She was not addressing me; it was rather one of her peculiarities—and she had many—to soliloquize, and I was accustomed to it; but I now raised my eyes from the grammar I was studying, and, looking at her, I listened. She detected this.

"Did you ever see anything like it?" she emphatically observed, questioning that unknown individual with whom she often held a sort of interrogative discourse; "why, if that child were fast asleep, and you only whispered my brother's name, she would wake up directly. Oh! Midge, Midge!" She shook her head as though scarcely approving a feeling so exclusive, and gave the fire a slow meditative thrust. The clock, by striking half-past eight, roused her from her abstraction.

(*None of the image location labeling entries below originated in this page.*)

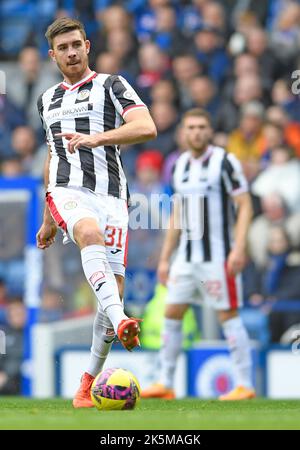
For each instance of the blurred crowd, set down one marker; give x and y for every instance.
(236, 59)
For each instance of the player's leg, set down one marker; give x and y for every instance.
(181, 292)
(83, 215)
(239, 345)
(224, 293)
(169, 352)
(97, 270)
(116, 241)
(103, 338)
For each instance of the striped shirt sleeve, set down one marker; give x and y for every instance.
(233, 176)
(123, 95)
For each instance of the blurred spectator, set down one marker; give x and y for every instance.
(281, 280)
(165, 118)
(164, 91)
(273, 137)
(185, 67)
(11, 167)
(213, 14)
(282, 95)
(203, 94)
(24, 145)
(257, 45)
(10, 363)
(246, 89)
(274, 212)
(108, 62)
(166, 34)
(246, 142)
(148, 237)
(3, 293)
(51, 307)
(10, 118)
(28, 81)
(153, 66)
(291, 129)
(244, 65)
(181, 146)
(146, 23)
(210, 52)
(285, 36)
(283, 166)
(122, 45)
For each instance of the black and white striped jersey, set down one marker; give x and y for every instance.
(206, 186)
(95, 104)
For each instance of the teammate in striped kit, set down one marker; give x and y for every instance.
(86, 118)
(208, 260)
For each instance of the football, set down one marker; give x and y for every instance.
(115, 389)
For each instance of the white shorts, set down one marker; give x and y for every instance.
(68, 205)
(209, 282)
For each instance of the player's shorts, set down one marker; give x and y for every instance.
(68, 205)
(209, 283)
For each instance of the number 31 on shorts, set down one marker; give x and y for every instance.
(113, 236)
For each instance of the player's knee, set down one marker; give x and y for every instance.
(227, 315)
(175, 312)
(120, 283)
(86, 232)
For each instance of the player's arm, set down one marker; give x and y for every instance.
(46, 234)
(170, 243)
(237, 257)
(138, 127)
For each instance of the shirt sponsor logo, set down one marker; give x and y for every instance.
(82, 95)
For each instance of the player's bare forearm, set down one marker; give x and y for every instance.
(171, 238)
(244, 217)
(170, 243)
(140, 130)
(47, 218)
(139, 127)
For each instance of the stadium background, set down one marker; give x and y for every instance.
(236, 59)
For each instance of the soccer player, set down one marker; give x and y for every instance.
(206, 265)
(86, 117)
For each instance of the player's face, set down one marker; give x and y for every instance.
(198, 133)
(70, 52)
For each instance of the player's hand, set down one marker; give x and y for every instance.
(77, 140)
(236, 262)
(46, 235)
(163, 272)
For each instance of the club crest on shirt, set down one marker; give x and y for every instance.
(96, 277)
(128, 95)
(83, 95)
(70, 205)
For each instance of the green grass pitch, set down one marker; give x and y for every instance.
(187, 414)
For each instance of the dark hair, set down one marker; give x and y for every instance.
(63, 25)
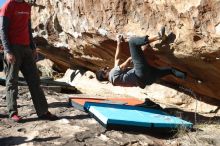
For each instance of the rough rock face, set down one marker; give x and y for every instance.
(82, 33)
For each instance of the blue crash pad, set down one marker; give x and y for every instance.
(113, 114)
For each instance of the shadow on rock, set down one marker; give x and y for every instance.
(21, 140)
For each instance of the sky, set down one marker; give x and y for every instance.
(2, 2)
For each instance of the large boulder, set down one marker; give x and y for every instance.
(82, 33)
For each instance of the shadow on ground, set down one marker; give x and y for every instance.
(21, 140)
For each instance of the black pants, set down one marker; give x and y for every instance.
(145, 72)
(26, 64)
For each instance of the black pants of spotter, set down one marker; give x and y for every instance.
(145, 72)
(26, 64)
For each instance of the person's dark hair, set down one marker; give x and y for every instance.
(100, 75)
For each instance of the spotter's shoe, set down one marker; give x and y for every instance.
(162, 34)
(16, 118)
(179, 74)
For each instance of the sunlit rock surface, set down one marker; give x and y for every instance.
(82, 33)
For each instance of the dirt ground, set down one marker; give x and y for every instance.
(78, 128)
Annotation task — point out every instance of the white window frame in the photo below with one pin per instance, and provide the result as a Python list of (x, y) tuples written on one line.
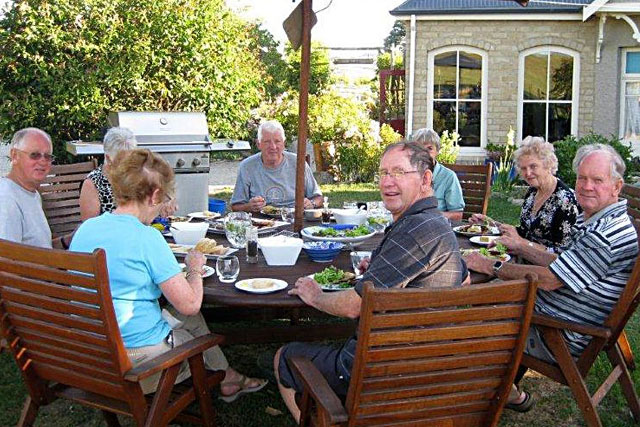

"Daisy," she said very seriously, "go and knock at the door of Cornelius, and tell him the hour." I obeyed; that is to say, I went upstairs; but I found the door standing wide open, and the room vacant, so I proceeded to the little study, thinking Cornelius might perhaps be there. I knocked at the door and received no answer; I knocked again with the same result. Then I perceived that the door was not quite shut, but stood ajar; I gently pushed it open and looked in. The little table was not in its usual place; it stood so as to receive the most favourable degree of light; before it sat Cornelius in a bending attitude, and, as I saw at a glance, drawing from one of the plaster casts.

CHAPTER VIII

So intent was Cornelius on his occupation that he never heard or saw me, until I observed, somewhat timidly, "Cornelius, Kate sent me up to tell you that it is half-past eight o'clock."

He looked up with a sudden start that nearly upset the table, and sharply exclaimed, "Why did you come in without knocking?"

"I knocked twice, Cornelius, but you did not answer."

"If you had knocked ten times, you had no right to open that door and enter this room."

"Cornelius, the door was open," I said very earnestly, for he looked quite vexed, with his face flushed, and his brow knit.

"Oh, was it?" he replied, smoothing down. He looked hastily at the drawing on the table, then gave me a quick glance, read in my face that I had seen it, and, taking a sudden resolve, he said, "Come in, and shut the door."